由于第一扭曲图像和第二扭曲图像是根据第一图像、第二图像以及相对位姿生成的,所以第一扭曲图像和第二扭曲图像的特征覆盖比较全面,且第一目标光流图像和第二目标光流图像是根据光流信息得到的,第一目标光流图像和第二目标光流图像的细节特征(即光流特征)比较全面,所以结合特征比较全的第一扭曲图像和第二扭曲图像以及细节特征比较明显的第一目标光流图像和第二目标光流图像,可以实现第一扭曲图像和第二扭曲图像以及第一目标光流图像和第二目标光流图像之间的信息互补,有助于后续图像修复网络生成的中间视角图像具备更多特征以及细节的特征。
本申请实施例中,第三图像的数量根据实际需要设置,具体此处不做限定。
示例性的,如图9所示,延续图7与图8的示例,通过步骤603得到图9所示的第三视角对应的第三图像。
上述训练好的光流计算网络以及训练好的图像修复网络是通过以第一训练图像以及第二训练图像作为光流计算网络的输入,以损失函数的值小于第二阈值为目标对光流计算网络以及图像修复网络进行联合训练得到,该损失函数用于指示图像修复网络输出的图像与第三目标图像之间的差异,第三目标图像为在第一目标图像对应第一目标视角和第二目标图像对应第二目标视角之间的视角下采集的图像。
其中,光流计算网络以及图像修复网络进行联合训练是指:将光流计算网络与图像修复网络作为一个整体网络进行训练,也可以理解为,相较于中间生成的两个目标光流图像,联合训练更看重整体网络输出的第三图像的效果。
进一步的,光流计算网络以及图像修复网络采用端到端整体训练的方式完成,首先利用标定好的多相机系统采集大量的训练数据集,训练数据集主要有多组3张图像构成,一幅左图像(即第一训练图像),一幅右图像(第二训练图像)和一副中间图像(第三目标图像)。在训练阶段,将左图像和右图像作为输入,中间图像作为输出来监督整个网络的端到端学习。当然,训练时若是输入多张,输出一张,则具体实现得到的第三图像为一张。若训练时若是输入多张,输出多张,则具体实现得到的第三图像为多张。实际应用中,第三图像是一张还是多张可以根据训练时的输入输出数量进行相应调整,具体此处不做限定。
数据处理装置生成第三图像之后,可以向第一拍摄设备和/或第二拍摄设备发送该第三图像,使得使用第一拍摄设备和/或第二拍摄设备的用户可以查看第三图像。
本申请实施例中,基于第一图像、第二图像以及第一图像与第二图像之间的相对位姿,生成第三图像,该第三图像的视角在第一视角与第二视角之间。

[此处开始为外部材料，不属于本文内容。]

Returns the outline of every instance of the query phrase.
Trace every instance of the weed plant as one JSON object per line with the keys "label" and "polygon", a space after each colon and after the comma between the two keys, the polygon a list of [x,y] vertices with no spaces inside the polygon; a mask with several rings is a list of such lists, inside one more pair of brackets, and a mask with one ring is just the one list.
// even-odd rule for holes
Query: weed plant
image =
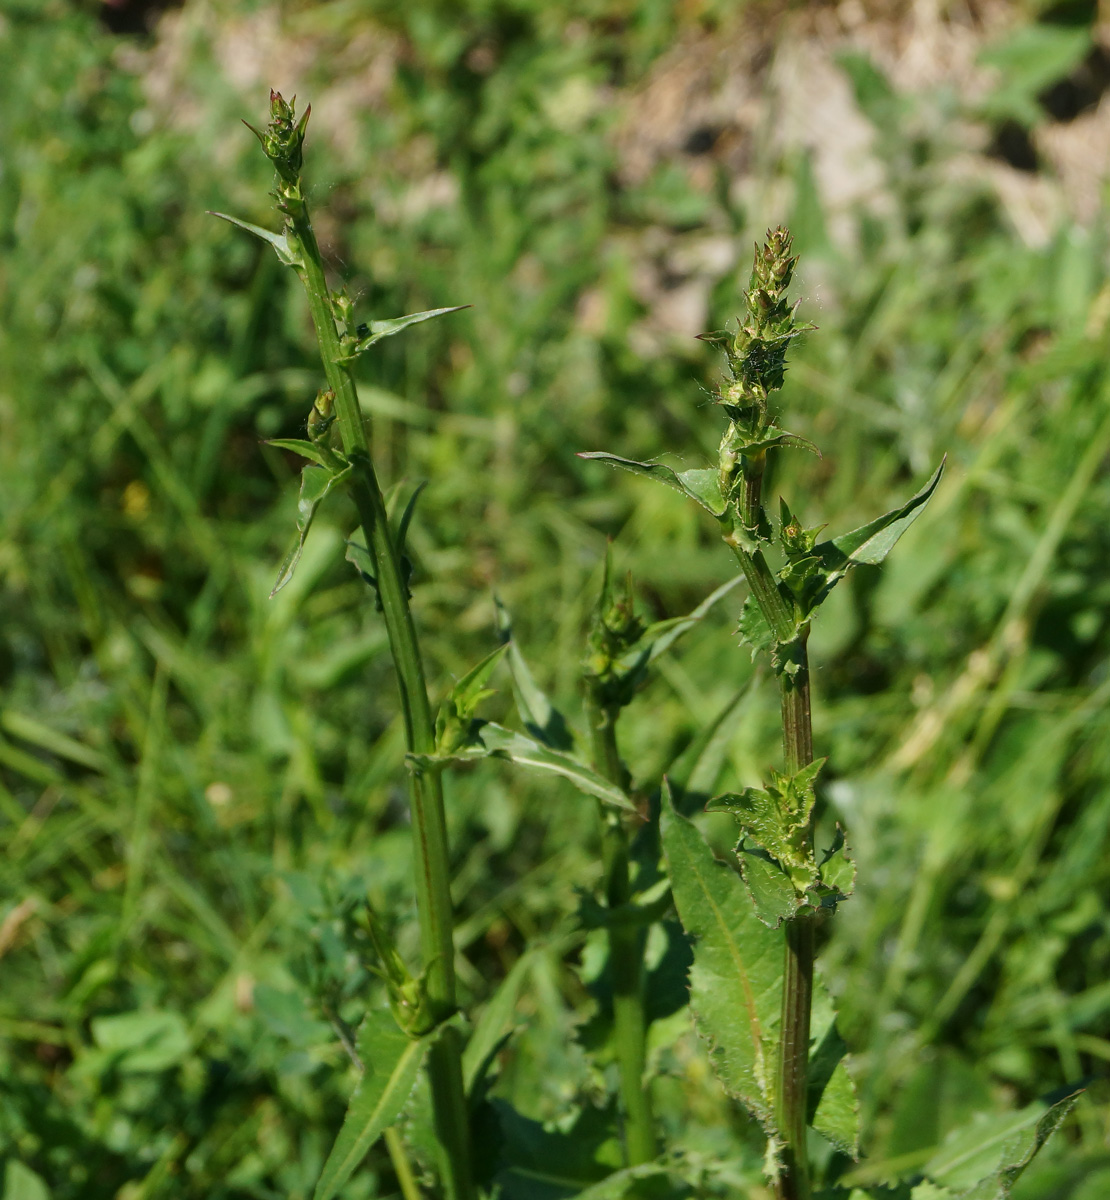
{"label": "weed plant", "polygon": [[[332,1017],[349,1026],[388,1004],[354,919],[367,880],[399,952],[420,960],[403,729],[382,617],[342,561],[348,499],[320,511],[267,600],[300,464],[259,439],[304,439],[320,360],[293,273],[203,216],[268,223],[271,169],[222,82],[217,7],[241,15],[182,11],[171,119],[121,66],[141,47],[91,11],[4,6],[0,1186],[13,1196],[310,1196],[357,1078]],[[477,4],[450,21],[387,5],[283,18],[319,49],[325,114],[359,36],[403,50],[372,122],[334,142],[320,136],[330,118],[317,131],[327,258],[371,313],[474,305],[358,367],[376,471],[412,481],[395,517],[415,481],[434,481],[406,542],[434,698],[494,645],[491,583],[535,680],[573,715],[606,535],[610,578],[633,569],[648,626],[695,610],[734,569],[696,506],[574,455],[666,446],[686,457],[676,469],[716,461],[719,429],[696,403],[716,362],[645,339],[644,255],[750,245],[765,220],[706,184],[714,153],[619,176],[612,118],[660,54],[702,31],[685,8],[648,19],[645,6],[632,24],[602,8],[576,13],[584,26],[558,4],[512,19]],[[1060,19],[1023,29],[1060,41]],[[1083,33],[1069,26],[1076,45]],[[846,1171],[846,1186],[899,1195],[883,1181],[920,1171],[946,1138],[1004,1138],[1014,1114],[1087,1081],[1013,1195],[1094,1200],[1110,1171],[1105,246],[1097,223],[1024,241],[990,186],[949,170],[945,97],[908,95],[862,56],[841,69],[889,204],[840,214],[830,233],[804,155],[752,164],[756,192],[787,197],[796,294],[821,326],[793,348],[783,408],[824,458],[772,456],[765,491],[839,531],[949,460],[897,552],[832,593],[808,643],[829,758],[820,820],[850,830],[861,880],[819,962],[866,1152],[848,1169],[822,1149],[815,1178]],[[1034,133],[1044,86],[1020,116]],[[571,103],[590,95],[608,98]],[[418,204],[405,198],[424,165],[439,182]],[[708,327],[736,315],[748,265],[714,269]],[[781,753],[771,681],[746,687],[730,643],[740,597],[653,661],[619,722],[642,797],[664,771],[678,778],[675,754],[696,758],[697,733],[735,701],[691,809],[723,860],[734,819],[696,810]],[[507,691],[484,711],[519,728]],[[444,786],[460,1003],[497,1026],[494,991],[515,989],[488,1097],[520,1114],[518,1144],[559,1161],[561,1194],[581,1190],[622,1163],[607,931],[567,926],[587,898],[604,903],[596,806],[493,760]],[[660,1145],[713,1165],[706,1194],[759,1196],[759,1127],[706,1070],[685,989],[670,988],[685,941],[665,918],[644,942]],[[434,1166],[423,1086],[400,1127],[415,1186]],[[563,1138],[575,1128],[592,1147],[577,1157]],[[346,1194],[399,1186],[379,1144]]]}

通过已有的视角图像以及相对位姿合成其他视角图像,提升输出效果的精细程度。
进一步的,结合特征比较全的第一扭曲图像和第二扭曲图像以及细节特征比较明显的第一目标光流图像和第二目标光流图像,可以实现第一扭曲图像和第二扭曲图像以及第一目标光流图像和第二目标光流图像之间的信息互补,有助于后续图像修复网络生成的中间视角图像具备更多特征以及细节的特征,便于图像修复网络处理掉更多瑕疵,使得生成的第三图像更加平缓。
全景精彩瞬间是一种利用计算机视觉技术来实现强化的慢镜头、时间暂停的特效,该技术被应用于电影电视(如:黑客帝国中的子弹时间)、体育赛事直播(如:Intel TrueView)等领域。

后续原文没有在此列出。